Adding a node to an Apiary swarm requires one thing: connect the new node to the same storage backend as the existing nodes. There is no registration step, no token exchange, and no seed node configuration.

Add a Raspberry Pi

On the new Pi, install Apiary (see Install Apiary) and configure the same S3 credentials:

export AWS_ACCESS_KEY_ID=apiary
export AWS_SECRET_ACCESS_KEY=apiary123
export AWS_ENDPOINT_URL=http://minio-host:9000

Start the node with the same storage URI as the existing swarm:

from apiary import Apiary

ap = Apiary("production", storage="s3://apiary-data/prod")
ap.start()

# Verify it joined the swarm
swarm = ap.swarm_status()
print(f"Nodes alive: {swarm['alive']}")
for node in swarm['nodes']:
print(f" {node['node_id']}: {node['state']}")

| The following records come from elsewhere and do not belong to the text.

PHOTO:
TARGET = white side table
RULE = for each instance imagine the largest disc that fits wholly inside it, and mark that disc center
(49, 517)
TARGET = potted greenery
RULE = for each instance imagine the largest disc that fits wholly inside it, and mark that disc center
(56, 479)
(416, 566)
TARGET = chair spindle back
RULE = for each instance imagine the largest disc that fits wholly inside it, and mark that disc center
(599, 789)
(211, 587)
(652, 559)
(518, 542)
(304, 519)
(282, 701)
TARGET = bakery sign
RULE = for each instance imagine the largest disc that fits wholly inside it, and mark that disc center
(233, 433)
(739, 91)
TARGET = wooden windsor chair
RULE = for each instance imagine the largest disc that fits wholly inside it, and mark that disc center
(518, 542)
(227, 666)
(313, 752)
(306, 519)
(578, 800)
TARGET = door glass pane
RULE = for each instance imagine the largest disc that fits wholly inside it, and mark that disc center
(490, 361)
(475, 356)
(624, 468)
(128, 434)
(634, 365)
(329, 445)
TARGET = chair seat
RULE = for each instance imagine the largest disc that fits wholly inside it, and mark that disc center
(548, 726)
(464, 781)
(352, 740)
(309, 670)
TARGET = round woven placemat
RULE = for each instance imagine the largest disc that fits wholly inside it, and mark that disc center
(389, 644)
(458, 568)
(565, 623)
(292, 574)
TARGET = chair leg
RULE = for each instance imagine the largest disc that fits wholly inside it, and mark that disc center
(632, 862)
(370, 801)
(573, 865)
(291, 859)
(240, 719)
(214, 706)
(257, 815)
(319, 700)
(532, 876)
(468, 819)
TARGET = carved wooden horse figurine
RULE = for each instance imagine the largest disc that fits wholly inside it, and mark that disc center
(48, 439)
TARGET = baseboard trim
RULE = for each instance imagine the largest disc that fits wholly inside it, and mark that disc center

The new node writes its first heartbeat within 5 seconds. Other nodes see it within 10 seconds (one heartbeat read cycle).

Add a Docker Container

Start a new container with the same environment variables:

docker run -d --name apiary-node-new \
--network apiary-network \
-e AWS_ACCESS_KEY_ID=apiary \
-e AWS_SECRET_ACCESS_KEY=apiary123 \
-e AWS_ENDPOINT_URL=http://minio:9000 \
-e APIARY_STORAGE=s3://apiary-data/prod \
apiary:latest

Or with Docker Compose, add a new service entry and run:

docker compose up -d

Add a Kubernetes Pod

Scale the existing deployment:

kubectl scale deployment apiary -n apiary --replicas=4

The new pod automatically joins the swarm through the shared S3 bucket configured in the deployment's environment variables.

Verify the New Node

From any connected client:

swarm = ap.swarm_status()
print(f"Total nodes alive: {swarm['alive']}")
print(f"Total bees: {swarm['total_bees']}")
for node in swarm['nodes']:
print(f" {node['node_id']}: {node['state']} ({node['cores']} cores, {node['memory_gb']:.1f} GB)")

Or via SQL:

# Queries now distribute across all available nodes automatically
result = ap.sql("SELECT region, COUNT(*) FROM warehouse.sales.orders GROUP BY region")

How Discovery Works

  1. The new node writes a heartbeat file to _heartbeats/node_{id}.json in shared storage
  2. Existing nodes read all heartbeat files during their next poll cycle (every 5 seconds)
  3. The new node appears as "alive" in the world view
  4. The query planner includes the new node in distributed query planning

No configuration changes are needed on existing nodes.